I think it’s just that in every situation, power must be justified by those who use it. Power is not self-justifying. So Chomsky gives this example where he was walking across the street with his granddaughter and his granddaughter ran out in the road and there was a car coming. He grabbed her arm and pulled her back; that’s an exercise of authority. In that case, it would be justified. And so there are instances where you can use legitimate authority and power. It’s also a heavy burden of proof to bear. It’s not on the people that the powers are being wielded against. It’s not their job to legitimize it. It’s your job. When you think about that in terms of like governments and states and how they abuse authority or they use violence to justify, you begin to see that none of it is actually justified. I define the word principally. I actually get into a lot of fights with anarchists because everybody seems to have their own idea about what is anarchism. That was something new that I discovered when I started to share my ideas. There’s a lot of things I don’t agree with. It just depends on who I’m talking to, I guess… I don’t think that the state can be overthrown overnight. I recognize that we live in a world of states—well anyway, this is a whole political discussion we could get into, but there’s a whole beef between anarchists and Marxist-Leninists. To me, I see it as they’re still part of the left. Why are we arguing?
It seems like you’re not trying to make people believe what you believe as much as you’re expressing your ideas while encouraging solidarity.
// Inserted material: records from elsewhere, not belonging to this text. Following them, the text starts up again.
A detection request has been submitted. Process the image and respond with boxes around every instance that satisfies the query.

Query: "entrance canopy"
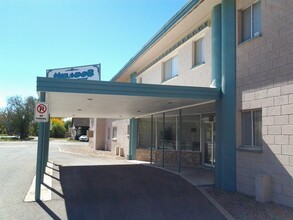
[37,77,220,118]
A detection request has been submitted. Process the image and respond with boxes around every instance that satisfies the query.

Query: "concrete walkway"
[54,162,225,220]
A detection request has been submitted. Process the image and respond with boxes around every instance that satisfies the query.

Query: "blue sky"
[0,0,187,107]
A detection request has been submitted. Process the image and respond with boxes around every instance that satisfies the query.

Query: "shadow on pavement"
[37,201,61,220]
[60,165,225,220]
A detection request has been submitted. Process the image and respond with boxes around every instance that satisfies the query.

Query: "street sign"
[34,102,49,122]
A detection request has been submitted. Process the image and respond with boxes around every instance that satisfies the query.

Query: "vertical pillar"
[35,92,46,201]
[212,4,222,189]
[128,118,137,160]
[212,4,222,89]
[217,0,236,191]
[150,115,154,164]
[44,115,50,172]
[178,109,182,173]
[128,73,137,160]
[162,112,166,167]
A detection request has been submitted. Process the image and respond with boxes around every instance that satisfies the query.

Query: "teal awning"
[37,77,220,118]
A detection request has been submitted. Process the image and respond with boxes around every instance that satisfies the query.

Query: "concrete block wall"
[236,0,293,207]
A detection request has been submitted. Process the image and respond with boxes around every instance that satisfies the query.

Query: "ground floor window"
[138,110,201,151]
[241,110,262,147]
[112,127,117,140]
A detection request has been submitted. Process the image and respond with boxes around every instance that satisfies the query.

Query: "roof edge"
[110,0,204,81]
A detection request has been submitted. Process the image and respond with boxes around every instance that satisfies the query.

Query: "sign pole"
[35,92,46,201]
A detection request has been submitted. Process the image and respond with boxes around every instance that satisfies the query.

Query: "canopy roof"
[37,77,220,118]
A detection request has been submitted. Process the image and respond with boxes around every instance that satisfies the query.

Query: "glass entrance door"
[203,121,215,167]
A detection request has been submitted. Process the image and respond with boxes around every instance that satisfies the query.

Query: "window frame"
[162,55,179,82]
[192,36,206,68]
[241,109,263,148]
[238,0,262,44]
[112,126,118,140]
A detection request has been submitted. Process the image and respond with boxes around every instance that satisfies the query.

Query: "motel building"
[36,0,293,207]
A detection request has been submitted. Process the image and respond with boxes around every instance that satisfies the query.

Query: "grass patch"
[0,136,34,141]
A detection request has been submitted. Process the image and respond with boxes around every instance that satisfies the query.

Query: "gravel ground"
[60,146,293,220]
[206,189,293,220]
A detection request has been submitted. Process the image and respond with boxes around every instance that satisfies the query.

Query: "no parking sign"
[34,102,49,122]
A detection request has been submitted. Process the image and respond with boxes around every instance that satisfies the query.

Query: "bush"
[51,123,66,138]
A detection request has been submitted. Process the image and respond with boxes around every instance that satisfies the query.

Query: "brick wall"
[237,0,293,207]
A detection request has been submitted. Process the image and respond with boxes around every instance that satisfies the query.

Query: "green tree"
[1,96,36,139]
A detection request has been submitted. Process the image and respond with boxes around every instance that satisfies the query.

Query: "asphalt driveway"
[59,165,225,220]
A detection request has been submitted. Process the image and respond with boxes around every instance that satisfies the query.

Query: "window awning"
[37,77,220,118]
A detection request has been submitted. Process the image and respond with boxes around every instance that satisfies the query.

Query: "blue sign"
[47,64,101,80]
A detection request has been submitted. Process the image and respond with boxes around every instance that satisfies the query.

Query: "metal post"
[163,113,165,167]
[41,122,47,183]
[151,115,154,164]
[178,109,182,173]
[212,4,222,189]
[35,92,46,201]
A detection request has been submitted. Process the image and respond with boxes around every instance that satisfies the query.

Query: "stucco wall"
[237,0,293,207]
[137,26,211,87]
[89,118,106,150]
[105,119,129,157]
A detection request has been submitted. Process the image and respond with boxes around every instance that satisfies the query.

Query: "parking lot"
[0,141,224,219]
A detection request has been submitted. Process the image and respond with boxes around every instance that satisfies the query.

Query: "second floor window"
[241,110,262,147]
[192,38,205,66]
[112,127,117,139]
[240,1,261,42]
[163,56,178,81]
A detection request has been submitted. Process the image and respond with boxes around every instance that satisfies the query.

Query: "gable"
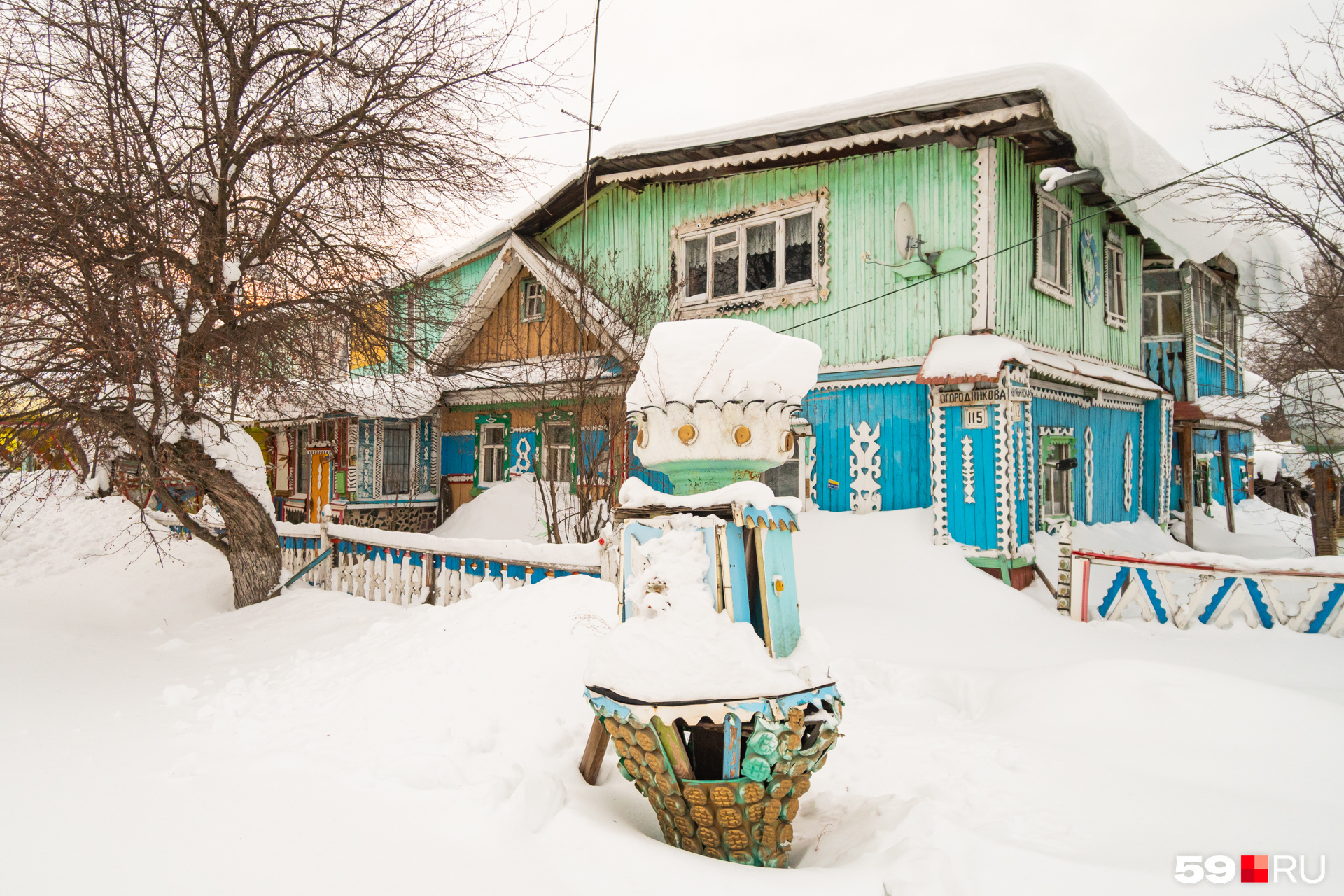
[454,266,599,368]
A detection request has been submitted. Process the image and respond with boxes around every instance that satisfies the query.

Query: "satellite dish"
[897,203,916,260]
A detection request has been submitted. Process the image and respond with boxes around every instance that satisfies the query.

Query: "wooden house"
[430,232,640,518]
[257,374,444,532]
[363,66,1280,566]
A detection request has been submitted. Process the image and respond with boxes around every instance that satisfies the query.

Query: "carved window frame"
[1031,186,1078,305]
[1102,231,1129,329]
[1036,426,1078,531]
[669,187,831,320]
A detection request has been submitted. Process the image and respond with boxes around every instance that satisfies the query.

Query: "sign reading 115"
[961,405,989,430]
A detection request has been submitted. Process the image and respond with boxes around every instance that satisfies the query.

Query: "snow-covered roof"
[916,333,1163,398]
[253,373,447,424]
[430,232,640,370]
[625,320,821,411]
[603,63,1292,301]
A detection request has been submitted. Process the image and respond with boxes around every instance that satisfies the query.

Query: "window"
[1106,237,1125,326]
[1144,269,1182,336]
[523,279,546,323]
[542,423,574,482]
[383,423,412,494]
[1189,267,1223,341]
[1032,193,1074,305]
[675,193,825,310]
[1040,435,1078,517]
[477,424,508,488]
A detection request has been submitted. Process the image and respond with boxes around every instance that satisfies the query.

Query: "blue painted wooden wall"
[1032,399,1147,523]
[944,407,999,550]
[438,434,476,475]
[1142,402,1172,520]
[802,383,932,510]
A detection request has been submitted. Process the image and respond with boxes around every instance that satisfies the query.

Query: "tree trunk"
[174,438,281,610]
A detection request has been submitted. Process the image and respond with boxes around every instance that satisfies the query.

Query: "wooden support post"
[316,505,336,589]
[1312,463,1340,557]
[1180,423,1195,550]
[1218,430,1236,532]
[580,716,612,786]
[723,712,742,780]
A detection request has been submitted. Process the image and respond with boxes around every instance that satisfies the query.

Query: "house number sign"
[961,405,989,430]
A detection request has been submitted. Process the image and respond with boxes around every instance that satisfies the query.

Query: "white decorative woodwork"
[961,435,976,504]
[1084,426,1097,524]
[849,421,882,513]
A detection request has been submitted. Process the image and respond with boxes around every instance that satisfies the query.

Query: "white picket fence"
[276,523,601,606]
[1059,544,1344,638]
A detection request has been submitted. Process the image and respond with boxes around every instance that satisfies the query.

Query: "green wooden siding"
[995,139,1144,368]
[542,139,1142,368]
[543,144,976,364]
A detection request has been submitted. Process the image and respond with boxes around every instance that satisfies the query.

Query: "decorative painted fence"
[1059,545,1344,638]
[276,524,602,606]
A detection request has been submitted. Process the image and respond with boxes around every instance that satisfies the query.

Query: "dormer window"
[673,193,825,317]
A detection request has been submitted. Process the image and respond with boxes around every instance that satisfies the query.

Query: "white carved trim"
[849,421,882,513]
[1138,411,1157,513]
[1021,402,1039,538]
[798,435,817,510]
[1031,382,1091,408]
[1153,398,1176,532]
[1028,426,1074,533]
[995,395,1017,551]
[961,435,976,504]
[927,390,951,544]
[1125,433,1134,512]
[1084,426,1097,525]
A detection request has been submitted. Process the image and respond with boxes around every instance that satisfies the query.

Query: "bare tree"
[1200,6,1344,554]
[0,0,550,607]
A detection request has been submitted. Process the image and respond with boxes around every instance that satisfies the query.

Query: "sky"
[428,0,1328,258]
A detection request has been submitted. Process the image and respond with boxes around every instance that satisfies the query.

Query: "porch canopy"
[916,333,1170,400]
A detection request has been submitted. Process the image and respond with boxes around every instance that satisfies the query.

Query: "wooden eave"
[1172,402,1255,433]
[514,90,1075,234]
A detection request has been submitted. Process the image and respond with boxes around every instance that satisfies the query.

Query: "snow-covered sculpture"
[625,320,821,494]
[583,321,843,868]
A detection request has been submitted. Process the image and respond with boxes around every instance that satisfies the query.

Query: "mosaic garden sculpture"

That’s why I could name every song or every album that I’ve put together as class war. Everything is class war to me. We are united by our material conditions. We’re all in the working class. There’s a very marginal fraction of the population that wields all the resources, has all the political power, has all the wealth of the nation. It’s those people that we need to rest that control from. They use culture war tactics against us to break us up, talking about pronouns and this stuff. It’s a way of keeping working class people fractured and fragmented so that they don’t organize. The ruling class has a lot of class consciousness. They know exactly what they’re doing, and they’re disseminating a message that furthers culture war. They’re not gonna talk about the class war. I want to talk about the class war and if my music does anything, I would want it to instill more class consciousness in the working class… The acquisition of commodities and self-enrichment—that’s what we’re taught. That’s the goal. You want to have a four-car garage and a million-dollar home with a pool and nice cars just for yourself. Everybody thinks just for themselves. I think we’re headed for disaster. That’s something that Chomsky spelled out for me. And people hate or love Chomsky—I can understand everybody has their own opinions—but for me, his rhetoric spoke to me and it was concise, clear, and understandable. It inspired me to want to take that message and put it to all the things that I know about music, all the experiences I’ve had with music. The message is pretty dire. We’re living in a world of finite resources. We have a system that is based on infinite growth. Those two things are contradictions. The system that capitalism thrives on is a contradiction in and of itself and we’re seeing it with real-world effects of climate change. We gotta wake people up about it.
You know, I spoke to a band recently. They’re called The Holy Ghost Tabernacle Choir. They also have a very similar view to yours, I would say, but the lead vocalist is a non-binary person. So beyond just being heavier music, their lyrics address LGBTQ and other minority groups. I bring that up to ask aren’t culture war topics like pronouns worth talking about?
Certainly. Those are the victims of society. They’re victimized by ruling class ideology, so we need to fight for those people. Trans-rights are human rights. It’s still important. I’m just saying that whether you’re trans or cis-gendered, non-binary or binary, you still have the material conditions of a working-class person. And you can’t escape that. So it’s important to advocate. I’m white, male, and cisgender. I’m built to succeed in this world. I don’t have the experiences of a marginalized person in society. I want to advocate for those people. That’s all about why we need to keep punching up.